Initially, security professionals thought that the problem was restricted and exposed only web-related data or could support phishing scams. Now it has been discovered that miscreants could exploit the problem to access all information on a victim's hard disk drive, said web security specialists at WhiteHat Security and SPI Dynamics.

Key to increased access is where hostile links point. When the issue was first discovered, experts warned of links with malicious JavaScript to PDF files hosted on websites. While risky, this actually limits the attacker's access to a PC. It has now been discovered that those limits can be removed by directing a malicious link to a PDF file on a victim's PC.

"This means any JavaScript can access the user's local machine," Billy Hoffman, lead engineer at SPI Dynamics, said in an emailed statement. "Depending on the browser, this means the JavaScript can read the user's files, delete them, execute programs, send the contents to the attacker, etc.

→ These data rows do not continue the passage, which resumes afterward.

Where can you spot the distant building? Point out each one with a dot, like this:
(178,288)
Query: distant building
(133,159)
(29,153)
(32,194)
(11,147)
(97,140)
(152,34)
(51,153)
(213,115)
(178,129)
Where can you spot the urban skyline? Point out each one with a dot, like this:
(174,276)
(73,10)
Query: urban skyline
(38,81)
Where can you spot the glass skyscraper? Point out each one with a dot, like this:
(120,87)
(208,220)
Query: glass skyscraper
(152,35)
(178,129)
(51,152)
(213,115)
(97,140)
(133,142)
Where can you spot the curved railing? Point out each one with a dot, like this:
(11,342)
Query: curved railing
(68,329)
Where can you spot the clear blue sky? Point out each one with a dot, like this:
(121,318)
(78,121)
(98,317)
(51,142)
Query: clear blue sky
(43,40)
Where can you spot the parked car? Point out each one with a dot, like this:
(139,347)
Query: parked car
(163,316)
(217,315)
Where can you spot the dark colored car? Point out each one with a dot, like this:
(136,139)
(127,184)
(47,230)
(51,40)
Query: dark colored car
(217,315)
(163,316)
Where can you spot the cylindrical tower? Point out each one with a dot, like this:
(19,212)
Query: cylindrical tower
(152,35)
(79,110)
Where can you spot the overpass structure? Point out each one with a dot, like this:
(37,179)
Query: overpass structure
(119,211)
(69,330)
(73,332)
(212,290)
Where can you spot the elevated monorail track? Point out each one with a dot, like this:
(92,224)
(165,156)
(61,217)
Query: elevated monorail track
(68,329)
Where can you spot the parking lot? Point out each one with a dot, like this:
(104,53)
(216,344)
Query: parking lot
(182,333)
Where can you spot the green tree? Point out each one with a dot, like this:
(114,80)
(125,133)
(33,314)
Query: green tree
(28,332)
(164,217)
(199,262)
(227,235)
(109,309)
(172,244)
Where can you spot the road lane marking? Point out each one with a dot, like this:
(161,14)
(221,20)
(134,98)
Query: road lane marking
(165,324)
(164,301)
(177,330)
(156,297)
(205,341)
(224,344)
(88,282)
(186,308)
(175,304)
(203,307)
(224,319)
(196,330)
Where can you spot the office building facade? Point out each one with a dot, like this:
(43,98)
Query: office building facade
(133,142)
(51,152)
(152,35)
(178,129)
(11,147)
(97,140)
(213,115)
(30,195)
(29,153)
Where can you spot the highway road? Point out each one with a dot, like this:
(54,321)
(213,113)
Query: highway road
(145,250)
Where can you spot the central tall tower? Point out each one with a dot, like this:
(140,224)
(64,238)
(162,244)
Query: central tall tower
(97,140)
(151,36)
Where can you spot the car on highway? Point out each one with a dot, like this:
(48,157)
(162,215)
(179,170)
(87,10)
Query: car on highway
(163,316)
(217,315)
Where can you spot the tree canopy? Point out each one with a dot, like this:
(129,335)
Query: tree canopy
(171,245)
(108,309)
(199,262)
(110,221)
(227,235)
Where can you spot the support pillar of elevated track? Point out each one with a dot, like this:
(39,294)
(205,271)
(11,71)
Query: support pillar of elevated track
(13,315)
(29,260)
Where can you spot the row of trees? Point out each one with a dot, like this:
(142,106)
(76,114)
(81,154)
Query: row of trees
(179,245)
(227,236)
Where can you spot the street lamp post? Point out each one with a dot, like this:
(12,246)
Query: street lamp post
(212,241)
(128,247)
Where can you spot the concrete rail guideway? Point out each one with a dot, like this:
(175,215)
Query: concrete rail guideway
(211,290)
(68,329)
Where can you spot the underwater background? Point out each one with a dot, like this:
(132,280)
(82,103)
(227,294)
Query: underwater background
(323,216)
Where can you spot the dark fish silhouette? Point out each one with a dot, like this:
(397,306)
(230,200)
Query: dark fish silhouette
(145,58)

This is much worse than an attack in the remote zone."

By contrast, a link to a PDF hosted on a website with malicious JavaScript code would run on the user's machine with limited access, or the "remote zone", Hoffman said. For example, script code in a link to a PDF on "bank.com" would be able to communicate with bank.com and access its cookies, he said. Such a standard cross-site-scripting attack could allow account hijacks, for example.

The security problem exists because the web browser plug-in of the Adobe Systems' Acrobat Reader allows JavaScript code appended to links to PDF files to run once the link is clicked, said Jeremiah Grossman, chief technology officer at WhiteHat Security.

For an attack to work, a malicious link has to point to an existing PDF file on the web or on the target system. PDFs are abundant on the net and finding one on a local system isn't hard; a sample PDF file comes with Acrobat Reader and is installed in a predictable location on PCs, Grossman said.

The security problem was first disclosed at the Chaos Computer Club conference in Germany over the holidays in a paper by Stafano Di Paola and Giorgio Fedon. The extended scope of the issue was publicised late on Wednesday by a hacker using the moniker "RSnake".

Adobe is aware of the claims that an attack could have broader implications, but had not verified the issue, a company representative said in an emailed statement on Thursday.

"Based upon info we have, Flash Player, Reader and modern browsers should restrict such an exploit, but we haven't completed our evaluation of all possible scenarios," the representative said.

To mitigate the threat, users can upgrade to Adobe Reader 8, the latest version of the Adobe software released last month. Adobe is also working on updates to previous versions that will resolve this issue, the company has said.